The case of Niemes v. Niemes et al., 97 Ohio St., 145, involved the contest of a will.

The code denominates actions of that character as civil actions, and the supreme court says, in Niemes v. Niemes, at page 160, “that such proceeding is a civil action is not even a debatable matter.”

*109While the statute in question does not expressly denominate appropriation proceedings as civil actions, yet such cases are controlled by the procedure in civil actions, and we think the decision in the Niemes case is applicable to the case at bar.

It is also claimed that Section 11058, General Code, which provides that the verdict shall be signed by the foreman of the jury, essentially preserves, at least by inference, the unanimous verdict. We think that Sections 11058, 11048 and 11455 should be read and construed together.

We are of opinion that Section 11058, which goes to the form of the verdict, is not inconsistent with the statute providing for a three-fourths verdict.

It is true the three-fourths jury law does not by its terms apply to the probate court, but the probate act, by reference to the procedure in civil actions, would make the statute in regard to the three-fourths jury a part of the probate code, in so far as the same applies to appropriation cases.

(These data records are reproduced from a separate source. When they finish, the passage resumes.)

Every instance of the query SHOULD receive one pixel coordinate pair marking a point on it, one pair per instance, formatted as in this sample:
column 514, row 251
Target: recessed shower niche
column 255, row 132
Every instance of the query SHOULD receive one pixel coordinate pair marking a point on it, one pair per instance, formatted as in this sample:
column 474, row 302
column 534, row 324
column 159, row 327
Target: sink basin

In this case the verdict was signed by ten members of the jury and we think that constitutes a substantial compliance with the statute.

We are supported in this view by the decision of the court of appeals of the fifth district, in the case of Smith v. Craig, 9 Ohio App., 316.

Objection is also made that the testimony of the witness Owens was not ruled out.

This witness clearly qualified upon his direct examination. (Page 18 of the record.) The admissions of the witness on cross-examination did to some extent discredit his testimony given on direct examination as to his qualification to express an opinion upon the value of the property. We think *110the cross-examination merely reflected upon the credibility of the witness, and the credibility of a witness is a question for the consideration of the jury. We do not think his testimony is incompetent.

It is also urged that one of counsel for defendant in error was guilty of misconduct in the closing argument to the jury. The record does not contain the remarks made by counsel for plaintiff in error. We are therefore not advised as to whether the remarks complained of were or were not provoked by anything which counsel for plaintiff in error may have stated to the jury. The rule governing reviewing courts in this respect is well stated in the case of Ohio & Western Pennsylvania Dock Co. v. Trapnett, 88 Ohio St., 516, in the opinion of which the court say, at page 521:

“Remarks of this kind are wholely improper in the trial of a case and it is the duty of the trial court to see that they are not made, or at least not persisted in, but something must be left to the discretion of a trial court, otherwise we would never reach an end to litigation, and a reviewing court' ought not to reverse unless it clearly appears that such misconduct was of such character and so persistent as to prevent a fair trial of the cause. While this court will sustain a trial court in compelling counsel to properly conduct their cause and to refrain from all side remarks and unprofessional conduct, either- by directions to the jury to disregard these remarks and the punishment of counsel if they persist in offending, or by granting a new trial therefor, yet it will not reverse the judgment until it clearly appears that such conduct was prejudicial to the losing party.”

*111Applying the above rule to the case at bar we are of opinion that the record does not show such a State of facts as would justify this court in reversing the judgment of the lower court on the ground of misconduct of counsel in the closing argument.

. .We have carefully considered all of the errors urged by counsel for plaintiff in error, but finding ino error in the record which we consider prejudicial to plaintiff in error the judgment of the lower court will be affirmed.

'Judgment affirmed.

Allread, P. J., and Ferneding, J.,; concur.